USD/CHF: Buy At 0.9770
- Chicago Federal Reserve Bank President Charles Evans said he "could be fine" with the Fed raising rates in December, but he wanted to see how the economy and inflation progressed before deciding. Indeed, he cautioned that it might be better to wait for inflation to rise closer to the Fed's 2% target before moving. Evans has repeatedly expressed concern on the U.S. central bank's preferred measure of inflation moving back to its target rate. It currently stands at 1.7%. Evans in his speech said any rise in inflation above the current target would be minimal in the current environment so "if it became necessary, policy wouldn't have to do much work to lower inflation expectations back down to 2%."

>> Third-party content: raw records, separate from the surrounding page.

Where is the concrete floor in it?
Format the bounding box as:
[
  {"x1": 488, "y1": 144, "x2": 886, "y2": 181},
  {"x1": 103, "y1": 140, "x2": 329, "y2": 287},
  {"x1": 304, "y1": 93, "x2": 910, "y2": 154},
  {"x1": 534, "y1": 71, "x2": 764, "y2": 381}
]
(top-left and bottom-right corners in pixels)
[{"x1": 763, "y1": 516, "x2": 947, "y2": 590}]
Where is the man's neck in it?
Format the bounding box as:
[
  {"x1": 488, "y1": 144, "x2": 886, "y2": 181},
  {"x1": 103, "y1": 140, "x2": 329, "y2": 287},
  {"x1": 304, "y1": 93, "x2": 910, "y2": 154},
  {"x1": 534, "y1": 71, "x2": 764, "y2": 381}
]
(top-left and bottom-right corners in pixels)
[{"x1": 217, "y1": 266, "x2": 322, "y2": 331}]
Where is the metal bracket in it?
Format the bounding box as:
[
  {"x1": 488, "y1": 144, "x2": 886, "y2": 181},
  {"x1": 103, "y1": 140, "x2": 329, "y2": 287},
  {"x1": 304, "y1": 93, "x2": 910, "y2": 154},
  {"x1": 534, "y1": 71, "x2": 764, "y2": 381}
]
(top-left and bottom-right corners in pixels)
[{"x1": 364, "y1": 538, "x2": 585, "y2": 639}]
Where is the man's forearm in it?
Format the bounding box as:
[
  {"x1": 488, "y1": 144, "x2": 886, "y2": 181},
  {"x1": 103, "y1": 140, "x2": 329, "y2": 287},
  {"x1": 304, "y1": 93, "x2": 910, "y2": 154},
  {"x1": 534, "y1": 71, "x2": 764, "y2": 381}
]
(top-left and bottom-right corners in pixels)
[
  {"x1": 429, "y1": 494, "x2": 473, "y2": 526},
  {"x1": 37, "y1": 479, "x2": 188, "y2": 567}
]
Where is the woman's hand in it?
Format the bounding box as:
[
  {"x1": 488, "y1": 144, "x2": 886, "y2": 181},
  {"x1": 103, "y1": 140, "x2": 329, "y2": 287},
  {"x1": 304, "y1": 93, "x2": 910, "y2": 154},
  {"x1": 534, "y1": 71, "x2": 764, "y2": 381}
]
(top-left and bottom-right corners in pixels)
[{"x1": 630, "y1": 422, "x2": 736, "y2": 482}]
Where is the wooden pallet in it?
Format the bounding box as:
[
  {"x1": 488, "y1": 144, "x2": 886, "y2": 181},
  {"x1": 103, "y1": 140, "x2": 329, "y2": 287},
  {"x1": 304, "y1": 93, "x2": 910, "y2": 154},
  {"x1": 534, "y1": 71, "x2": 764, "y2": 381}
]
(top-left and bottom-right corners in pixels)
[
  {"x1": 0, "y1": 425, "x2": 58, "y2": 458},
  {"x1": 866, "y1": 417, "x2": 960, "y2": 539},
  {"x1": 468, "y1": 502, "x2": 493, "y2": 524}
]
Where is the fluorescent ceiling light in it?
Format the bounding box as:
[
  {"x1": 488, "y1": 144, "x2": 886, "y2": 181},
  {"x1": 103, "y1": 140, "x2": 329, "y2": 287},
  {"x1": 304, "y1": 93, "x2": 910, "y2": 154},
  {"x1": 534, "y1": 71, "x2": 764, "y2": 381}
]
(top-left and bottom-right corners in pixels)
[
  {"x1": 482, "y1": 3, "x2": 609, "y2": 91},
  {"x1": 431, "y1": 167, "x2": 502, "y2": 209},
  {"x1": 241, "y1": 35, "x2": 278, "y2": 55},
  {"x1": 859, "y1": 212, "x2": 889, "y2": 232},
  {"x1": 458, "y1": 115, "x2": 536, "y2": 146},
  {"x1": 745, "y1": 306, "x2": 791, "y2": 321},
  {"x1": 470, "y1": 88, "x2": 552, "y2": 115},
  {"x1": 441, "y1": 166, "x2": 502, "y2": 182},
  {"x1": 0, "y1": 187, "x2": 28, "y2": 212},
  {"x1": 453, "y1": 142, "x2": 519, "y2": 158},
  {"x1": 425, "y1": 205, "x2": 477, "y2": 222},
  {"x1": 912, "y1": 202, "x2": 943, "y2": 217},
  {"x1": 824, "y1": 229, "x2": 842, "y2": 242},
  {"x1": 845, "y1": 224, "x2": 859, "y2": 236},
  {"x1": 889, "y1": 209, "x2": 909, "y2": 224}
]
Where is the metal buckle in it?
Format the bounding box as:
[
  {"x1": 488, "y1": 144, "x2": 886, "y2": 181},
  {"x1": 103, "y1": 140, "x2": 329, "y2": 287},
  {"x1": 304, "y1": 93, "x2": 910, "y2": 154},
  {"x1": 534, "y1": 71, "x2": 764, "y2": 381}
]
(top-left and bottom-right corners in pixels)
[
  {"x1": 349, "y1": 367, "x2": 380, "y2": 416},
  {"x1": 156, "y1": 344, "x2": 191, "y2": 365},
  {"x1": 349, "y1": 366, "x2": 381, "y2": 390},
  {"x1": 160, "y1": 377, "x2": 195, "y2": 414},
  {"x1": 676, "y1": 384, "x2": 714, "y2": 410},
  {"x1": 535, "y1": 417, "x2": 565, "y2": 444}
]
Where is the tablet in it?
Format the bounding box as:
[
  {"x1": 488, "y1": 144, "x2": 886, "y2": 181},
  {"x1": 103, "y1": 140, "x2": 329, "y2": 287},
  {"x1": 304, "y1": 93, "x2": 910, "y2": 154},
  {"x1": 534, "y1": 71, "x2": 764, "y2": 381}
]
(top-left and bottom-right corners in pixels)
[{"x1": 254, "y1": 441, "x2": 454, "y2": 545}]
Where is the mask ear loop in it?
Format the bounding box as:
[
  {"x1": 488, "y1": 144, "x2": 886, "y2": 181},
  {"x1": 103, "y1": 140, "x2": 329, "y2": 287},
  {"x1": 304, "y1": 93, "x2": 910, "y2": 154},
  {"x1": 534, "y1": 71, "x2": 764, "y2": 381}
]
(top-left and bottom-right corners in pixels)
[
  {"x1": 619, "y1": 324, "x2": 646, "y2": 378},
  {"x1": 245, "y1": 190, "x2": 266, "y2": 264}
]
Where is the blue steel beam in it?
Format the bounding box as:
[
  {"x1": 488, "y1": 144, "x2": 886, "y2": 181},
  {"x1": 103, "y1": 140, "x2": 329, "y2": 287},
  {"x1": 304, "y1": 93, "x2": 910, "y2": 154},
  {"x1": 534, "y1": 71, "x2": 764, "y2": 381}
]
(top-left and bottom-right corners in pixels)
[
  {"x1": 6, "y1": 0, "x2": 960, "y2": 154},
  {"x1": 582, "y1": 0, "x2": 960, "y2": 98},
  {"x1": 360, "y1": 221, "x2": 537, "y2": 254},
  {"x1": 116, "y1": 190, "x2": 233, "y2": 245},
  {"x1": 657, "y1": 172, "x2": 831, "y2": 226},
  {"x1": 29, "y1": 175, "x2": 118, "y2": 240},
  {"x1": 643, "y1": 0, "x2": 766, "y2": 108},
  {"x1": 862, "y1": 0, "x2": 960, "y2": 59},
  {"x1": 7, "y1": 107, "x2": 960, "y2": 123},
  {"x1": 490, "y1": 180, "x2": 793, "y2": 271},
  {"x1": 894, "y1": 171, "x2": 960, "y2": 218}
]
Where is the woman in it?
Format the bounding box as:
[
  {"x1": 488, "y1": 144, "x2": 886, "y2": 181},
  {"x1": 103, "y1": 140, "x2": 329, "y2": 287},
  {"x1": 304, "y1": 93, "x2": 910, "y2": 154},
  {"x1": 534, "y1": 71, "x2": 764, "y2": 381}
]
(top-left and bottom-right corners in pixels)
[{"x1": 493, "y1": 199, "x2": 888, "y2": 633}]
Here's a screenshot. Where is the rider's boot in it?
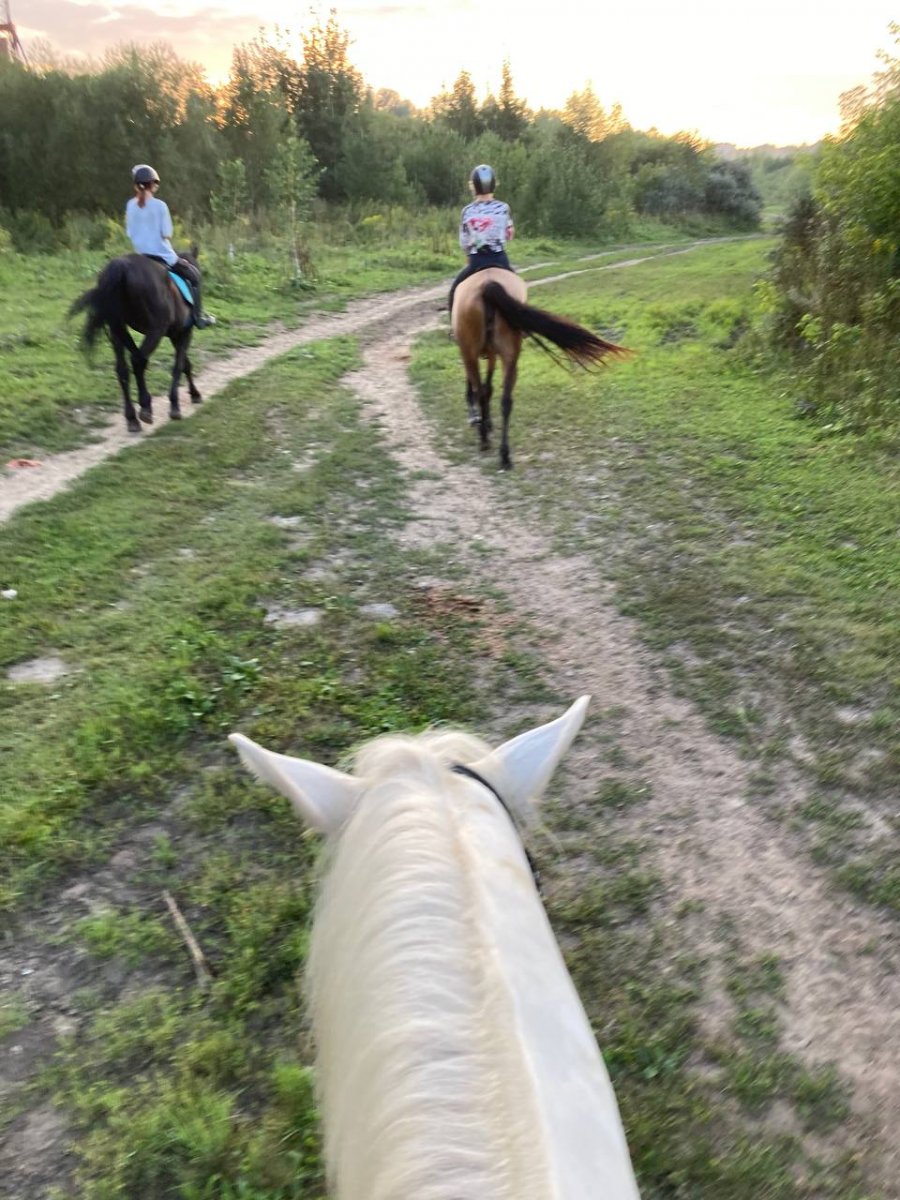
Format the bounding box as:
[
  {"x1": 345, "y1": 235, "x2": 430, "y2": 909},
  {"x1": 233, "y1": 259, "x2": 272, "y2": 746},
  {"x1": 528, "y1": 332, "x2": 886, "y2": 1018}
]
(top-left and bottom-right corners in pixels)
[{"x1": 189, "y1": 281, "x2": 216, "y2": 329}]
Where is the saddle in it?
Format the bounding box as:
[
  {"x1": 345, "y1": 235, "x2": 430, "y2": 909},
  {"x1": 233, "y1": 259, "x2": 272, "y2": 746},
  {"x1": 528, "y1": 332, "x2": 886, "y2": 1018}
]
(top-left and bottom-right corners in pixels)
[{"x1": 167, "y1": 272, "x2": 193, "y2": 306}]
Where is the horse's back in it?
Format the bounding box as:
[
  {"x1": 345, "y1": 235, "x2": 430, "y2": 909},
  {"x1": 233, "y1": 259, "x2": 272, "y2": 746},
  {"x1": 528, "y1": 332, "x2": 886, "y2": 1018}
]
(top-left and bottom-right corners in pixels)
[
  {"x1": 93, "y1": 253, "x2": 180, "y2": 335},
  {"x1": 452, "y1": 268, "x2": 526, "y2": 346}
]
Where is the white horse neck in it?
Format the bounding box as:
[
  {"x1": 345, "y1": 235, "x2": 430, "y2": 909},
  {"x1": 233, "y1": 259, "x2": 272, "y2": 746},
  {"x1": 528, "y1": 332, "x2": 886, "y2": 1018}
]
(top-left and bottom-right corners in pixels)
[{"x1": 305, "y1": 736, "x2": 640, "y2": 1200}]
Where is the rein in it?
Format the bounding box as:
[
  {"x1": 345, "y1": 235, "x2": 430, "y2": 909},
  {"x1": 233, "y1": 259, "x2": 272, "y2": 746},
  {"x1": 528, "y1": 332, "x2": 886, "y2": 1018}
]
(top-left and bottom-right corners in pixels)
[{"x1": 450, "y1": 763, "x2": 543, "y2": 895}]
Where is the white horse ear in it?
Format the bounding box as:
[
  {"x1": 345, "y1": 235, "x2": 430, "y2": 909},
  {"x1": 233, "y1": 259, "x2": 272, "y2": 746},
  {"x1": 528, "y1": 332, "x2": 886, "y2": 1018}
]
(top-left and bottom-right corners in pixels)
[
  {"x1": 229, "y1": 732, "x2": 362, "y2": 834},
  {"x1": 467, "y1": 696, "x2": 590, "y2": 814}
]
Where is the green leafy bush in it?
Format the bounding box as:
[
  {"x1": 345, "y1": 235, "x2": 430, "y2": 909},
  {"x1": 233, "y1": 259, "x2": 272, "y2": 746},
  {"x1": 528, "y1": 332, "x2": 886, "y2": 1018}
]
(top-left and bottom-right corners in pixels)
[{"x1": 759, "y1": 28, "x2": 900, "y2": 431}]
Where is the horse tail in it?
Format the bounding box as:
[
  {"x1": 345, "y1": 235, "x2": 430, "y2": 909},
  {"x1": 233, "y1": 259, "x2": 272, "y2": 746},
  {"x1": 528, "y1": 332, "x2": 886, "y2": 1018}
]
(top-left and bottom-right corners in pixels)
[
  {"x1": 481, "y1": 280, "x2": 630, "y2": 368},
  {"x1": 68, "y1": 258, "x2": 130, "y2": 352}
]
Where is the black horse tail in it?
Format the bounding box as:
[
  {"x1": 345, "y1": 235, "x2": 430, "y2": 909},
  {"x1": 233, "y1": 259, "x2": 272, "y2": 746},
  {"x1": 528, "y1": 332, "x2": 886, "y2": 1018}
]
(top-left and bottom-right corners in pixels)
[
  {"x1": 69, "y1": 257, "x2": 130, "y2": 352},
  {"x1": 481, "y1": 280, "x2": 630, "y2": 368}
]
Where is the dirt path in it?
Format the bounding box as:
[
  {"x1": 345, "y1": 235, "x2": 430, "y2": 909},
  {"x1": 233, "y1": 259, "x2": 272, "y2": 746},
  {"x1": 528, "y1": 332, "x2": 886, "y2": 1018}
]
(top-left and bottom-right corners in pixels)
[
  {"x1": 3, "y1": 244, "x2": 897, "y2": 1190},
  {"x1": 345, "y1": 331, "x2": 900, "y2": 1190}
]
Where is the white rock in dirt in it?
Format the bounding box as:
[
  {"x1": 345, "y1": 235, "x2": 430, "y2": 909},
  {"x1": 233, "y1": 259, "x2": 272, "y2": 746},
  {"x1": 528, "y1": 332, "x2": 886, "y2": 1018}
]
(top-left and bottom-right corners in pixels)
[
  {"x1": 360, "y1": 603, "x2": 399, "y2": 620},
  {"x1": 264, "y1": 606, "x2": 322, "y2": 628},
  {"x1": 7, "y1": 657, "x2": 70, "y2": 685}
]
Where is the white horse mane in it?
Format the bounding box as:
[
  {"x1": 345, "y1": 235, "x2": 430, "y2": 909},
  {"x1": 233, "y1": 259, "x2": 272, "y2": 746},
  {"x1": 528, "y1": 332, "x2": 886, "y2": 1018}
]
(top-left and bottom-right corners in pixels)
[
  {"x1": 310, "y1": 733, "x2": 542, "y2": 1200},
  {"x1": 231, "y1": 701, "x2": 640, "y2": 1200}
]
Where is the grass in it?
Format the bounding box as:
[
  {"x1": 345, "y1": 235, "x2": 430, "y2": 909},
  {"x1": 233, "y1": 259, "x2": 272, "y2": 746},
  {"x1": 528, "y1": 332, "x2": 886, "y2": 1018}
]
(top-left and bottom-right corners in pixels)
[
  {"x1": 2, "y1": 334, "x2": 514, "y2": 1197},
  {"x1": 1, "y1": 234, "x2": 893, "y2": 1198},
  {"x1": 412, "y1": 236, "x2": 900, "y2": 914},
  {"x1": 542, "y1": 804, "x2": 866, "y2": 1198}
]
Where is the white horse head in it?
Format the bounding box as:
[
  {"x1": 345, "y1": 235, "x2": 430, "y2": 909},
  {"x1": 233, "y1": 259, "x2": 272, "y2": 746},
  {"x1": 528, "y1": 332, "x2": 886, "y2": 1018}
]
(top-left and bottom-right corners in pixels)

- The Chicago Fed president does not have a vote this year on Fed policy but will become a voting member in 2017. Still, currently he does participate fully in deliberations.
- Traders currently predict a roughly 70% probability that the U.S. central bank will raise rates at its December meeting. Investors are looking to Wednesday's release of minutes of the latest Federal Reserve Open Market Committee meeting and Janet Yellen’s speech on Friday to see how close the Fed was to hiking rates last month.
- The dollar hit an 11-week high against a basket of major currencies on Tuesday . We have raised our USD/CHF bid to 0.9770, near 14-day exponential moving average.
AUD/NZD: Stay Bullish
- New Zealand's central bank reiterated on Tuesday that further policy easing will be needed to ensure that the inflation rate increases and settles near the middle of its target range.
- The central bank is mandated with keeping annual inflation at between 1 and 3%. The annual rate was 0.4%in the second quarter. In a speech, Assistant Governor John McDermott said that September quarter inflation, to be announced October 18, is expected to be low.
- The central bank kept the official cash rate on hold at 2.0% in September but left the door open for more rate cuts. McDermott said: “Our current projections and assumptions indicate that further policy easing will be required to ensure that future inflation settles near the middle of the target range.”
- The assistant governor's speech has sparked a new bout of selling on the NZD as traders continue to price in a rate cut at their November meeting. We stay bullish on the AUD/NZD.